Kali ini termasuk tantangan baru. Jika biasanya ia hanya mendampingi atau sekadar mengikuti instruksi Rieena, kali ini Rieena mempercayakan jalannya pemotretan ke tangannya. Menjadi satu tanggung jawab tersendiri yang membuatnya lebih tertantang.
Tidak ada perdebatan berarti selama pemotretan, hanya Frey yang sesekali mengeluh, namun masih bisa diatasi oleh tim Vieena dan tim dari sang model. Hanya saja, sampai di pose ketiga untuk look terakhir, Frey mulai marah-marah protes. Adara yang meminta Frey untuk melompat dengan sebelah kaki terangkat, wajah menghadap kamera sembari tersenyum, menampilkan wajah riang yang bahagia. Hal itu tidak diterima dengan baik oleh Frey. Model muda itu bahkan sesekali mengumpat dan mengatakan Adara tidak kompeten dalam pekerjaan. Sampai akhirnya pemotretan harus dihentikan lantaran mood buruk itu tengah menguasai sang model.
Adara memijat pelipisnya, menghela napas beberapa kali. Mencoba menetralkan hal buruk serta kalimat-kalimat tidak menyenangkan yang terlontar begitu saja dari mulut si model muda itu. Entahlah, Adara merasa sudah melakukan tugasnya dengan baik. Tapi malah tidak diterima dan justru telinganya harus kembali mendengar umpatan tidak menyenangkan itu.
“Lo udah baca profil gue, ‘kan? Kok bisa posenya jadi kebanyakan senyum gini? Kalau lo udah pelajari profil gue secara lengkap seharusnya lo nggak kasih arahan begini. Gimana sih? Katanya lo megang posisi fashion stylist di sini, masa begini aja nggak bisa. Lo bukan anak magang, ‘kan?”
Kalimat itu terus berdengung di telinga. Merambat naik memenuhi kepala dan berimbas pada rasa tidak percaya diri Adara yang kembali berbaris paling depan. Lagi dan lagi, hatinya merasa begitu sakit saat ada orang yang meragukan kemampuannya.
Dan pada kenyataannya, Adara merasa dirinya memanglah pantas menerima segala cercaan. Seharusnya Adara tidak terlalu memikirkan kalimat yang terlontar dari sang model, karena memang Adara menduduki posisi ini hanya sebagai pengganti. Aluna keluar dari pekerjaan sehingga kehadiran Adara untuk mengisi kekosongan. Bukan karena kemampuannya yang baik, bukan karena prestasinya, bukan karena dirinya layak berada di posisi ini.

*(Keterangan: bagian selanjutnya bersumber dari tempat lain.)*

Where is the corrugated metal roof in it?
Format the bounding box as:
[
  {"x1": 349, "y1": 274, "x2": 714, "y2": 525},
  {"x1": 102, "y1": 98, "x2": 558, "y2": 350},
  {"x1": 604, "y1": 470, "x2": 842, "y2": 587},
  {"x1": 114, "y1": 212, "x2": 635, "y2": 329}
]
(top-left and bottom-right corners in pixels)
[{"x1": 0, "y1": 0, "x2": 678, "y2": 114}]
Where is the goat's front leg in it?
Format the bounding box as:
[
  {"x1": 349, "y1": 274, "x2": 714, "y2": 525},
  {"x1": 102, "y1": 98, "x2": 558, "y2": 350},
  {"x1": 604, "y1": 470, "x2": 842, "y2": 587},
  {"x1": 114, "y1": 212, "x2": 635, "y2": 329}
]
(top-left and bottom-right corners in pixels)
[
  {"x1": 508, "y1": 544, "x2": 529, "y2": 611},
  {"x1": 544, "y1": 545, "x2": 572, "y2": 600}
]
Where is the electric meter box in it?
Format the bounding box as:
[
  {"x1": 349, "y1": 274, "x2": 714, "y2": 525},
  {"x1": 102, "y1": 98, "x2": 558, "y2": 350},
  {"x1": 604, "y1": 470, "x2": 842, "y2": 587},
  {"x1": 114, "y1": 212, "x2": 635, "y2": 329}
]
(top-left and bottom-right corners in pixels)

Sama halnya dengan posisinya sebagai istri Ragha. Bukan karena lelaki itu mencintainya, tapi karena kesalahan itu terjadi pada keduanya dan Ragha harus bertanggung jawab. Jika saja saat itu keduanya tidak membuat kesalahan, tentu saja Adara tidak akan menduduki posisi sebagai istri Ragha.
Adara menangkup wajahnya begitu air matanya menetes deras. Tidak mampu lagi menahan semua rasa yang bergejolak dalam diri, yang kesemuanya membuatnya semakin kecil, tidak berarti.
“Dara, are you okey?”
Yuna menepuk bahu Adara yang bergetar. Adara diam untuk beberapa saat. Setelahnya mengusap air matanya, mencoba terlihat baik-baik saja. Bahkan menunjukkan senyuman manisnya. Walaupun Yuna bisa melihat jelas mata Adara yang memerah.
“Maaf, Mbak,” ucapnya pelan. Kembali merasa bodoh karena melakukan kesalahan fatal padahal Adara sudah membaca berkali-kali profil Freya Arunika. Perempuan itu sangat minim ekspresi, lebih pada kesan jutek dan menantang. Bukan tipe perempuan ceria yang akan banyak berekspresi ketika jatuh cinta.
Ya, ini kesalahan Adara. Seharusnya ia tidak salah mengarahkan untuk look terakhir. Seharusnya Adara lebih teliti dan detail dalam pengarahannya. Sehingga tidak menimbulkan masalah semacam ini.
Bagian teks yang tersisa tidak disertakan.